Bobby Rosendahl, a 24-year-old Army corporal (and avid golfer) from Tacoma, Wash., was literally blown into the air last March 12 when an improvised explosive device detonated beneath his Stryker armored vehicle. He remembers landing on his back, with fuel spilling all around him and insurgents firing at him from the roof of a mosque.
Ms. Olson, during an interview in Washington, D.C., where Corporal Rosendahl is being treated at the Walter Reed Army Medical Center, quietly cataloged her son's wounds:
"Both of his heels and ankles were crushed. He had a compound fracture of his femur in two places. Three-quarters of his kneecap was missing. His thigh was blown away. He had many, many open wounds, which all have closed except four right now."
She paused, sighed, then went on: "His left leg was amputated three weeks after he arrived here. He's not willing to give up his right leg. He's hoping to save it. All he wants to do is golf again. But we don't know. He's had 36 surgeries so far."
When you talk to close relatives of men and women who have been wounded in the war, it's impossible not to notice the strain that is always evident in their faces. Their immediate concern is with the wounded soldier or marine. But just behind that immediate concern, in most cases, is the frightening awareness that they have to try and rebuild a way of life that was also blown apart when their loved one was wounded.
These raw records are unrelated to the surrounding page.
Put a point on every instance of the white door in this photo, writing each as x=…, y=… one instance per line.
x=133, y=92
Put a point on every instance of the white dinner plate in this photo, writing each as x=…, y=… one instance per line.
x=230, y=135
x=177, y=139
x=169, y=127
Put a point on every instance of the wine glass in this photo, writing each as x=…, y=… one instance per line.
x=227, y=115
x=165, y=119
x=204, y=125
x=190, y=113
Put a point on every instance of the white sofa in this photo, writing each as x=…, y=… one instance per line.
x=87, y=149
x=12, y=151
Ms. Olson, who is 45 and divorced, gave up everything - her work, her rented townhouse, her car - and moved from Tacoma to a hotel on the grounds of Walter Reed to be with her son and assist in his recovery.
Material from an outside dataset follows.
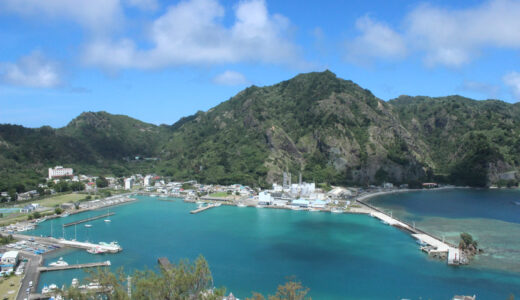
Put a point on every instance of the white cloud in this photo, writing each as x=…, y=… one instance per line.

"He was still in a coma when I got here," she said. "He didn't have his eyes open, and he was hooked up to all the machines. When he did open his eyes a couple of days later, he didn't respond. His eyes didn't follow me. That was a scary moment. But the following day his eyes started following me."
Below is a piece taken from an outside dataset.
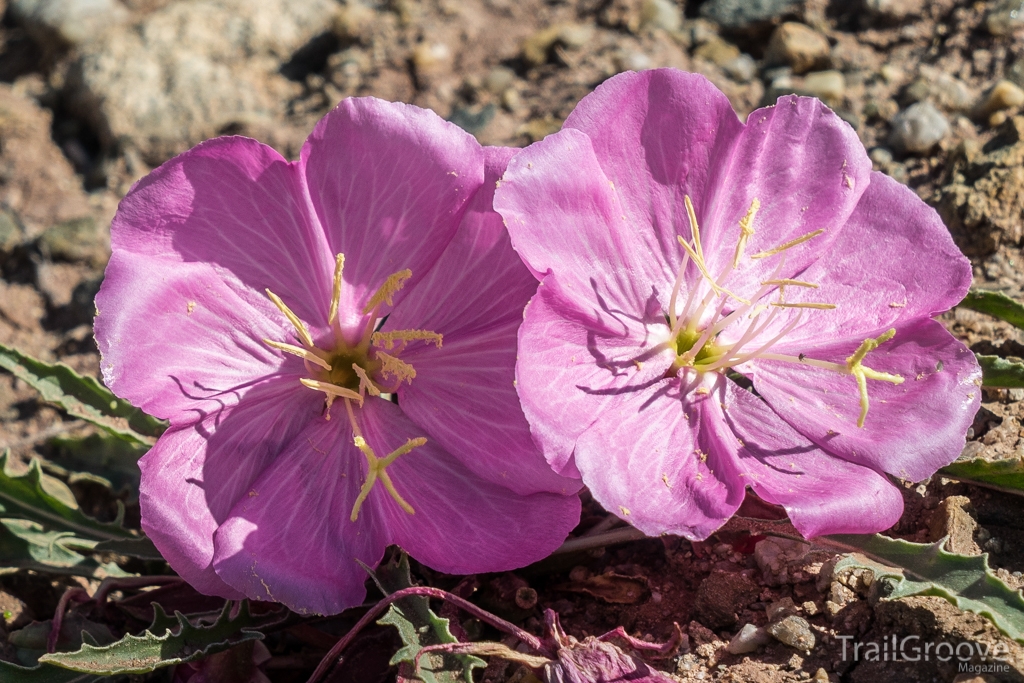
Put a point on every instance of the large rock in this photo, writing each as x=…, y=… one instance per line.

Corporal Rosendahl has improved a great deal since those days and recently has been allowed to go with his mother on brief excursions away from the hospital. "It's difficult for him," Ms. Olson said. "But in those first weeks here he couldn't move a finger. So this gives me so much hope."
Ms. Olson is a paralegal who did work for several lawyers in Tacoma. She also worked as a claims analyst for the city's transit system. With that work gone, she is now living on the $48 per diem she receives from the Army for food and lodging, along with money that she has reluctantly been drawing from her son's Army pay, and assistance she is receiving from another son, Keith, who is 27.
She has also received help from charitable organizations that assist military families.
"My son is the most important thing," she said, "and I knew that if I was going to be with him, I wouldn't be able to meet my financial obligations."
So she gave up the townhouse and "turned in" a Honda Accord that she had purchased just a year earlier. "Voluntary repossession," she said.
There is nothing unusual about Ms. Olson's situation. Families forced to absorb the blow of a loved one getting wounded frequently watch other pillars of their lives topple like dominoes. What is unusual with regard to this war is the absence of a sense of shared sacrifice. While families like Ms. Olson's are losing almost everything, most of us are making no sacrifice at all.
Ms. Olson said she is neither angry nor bitter about her son's plight or the misfortune that has hit her family. "I feel blessed that Bobby's still alive," she said. "To dwell on why it happened, or why it happened to him - well, I can't waste my time on that. I have to look forward."
She said she plans to find work in D.C., and "hopefully, get a place close to the hospital," where she'll stay until her son "is ready to go on with his life."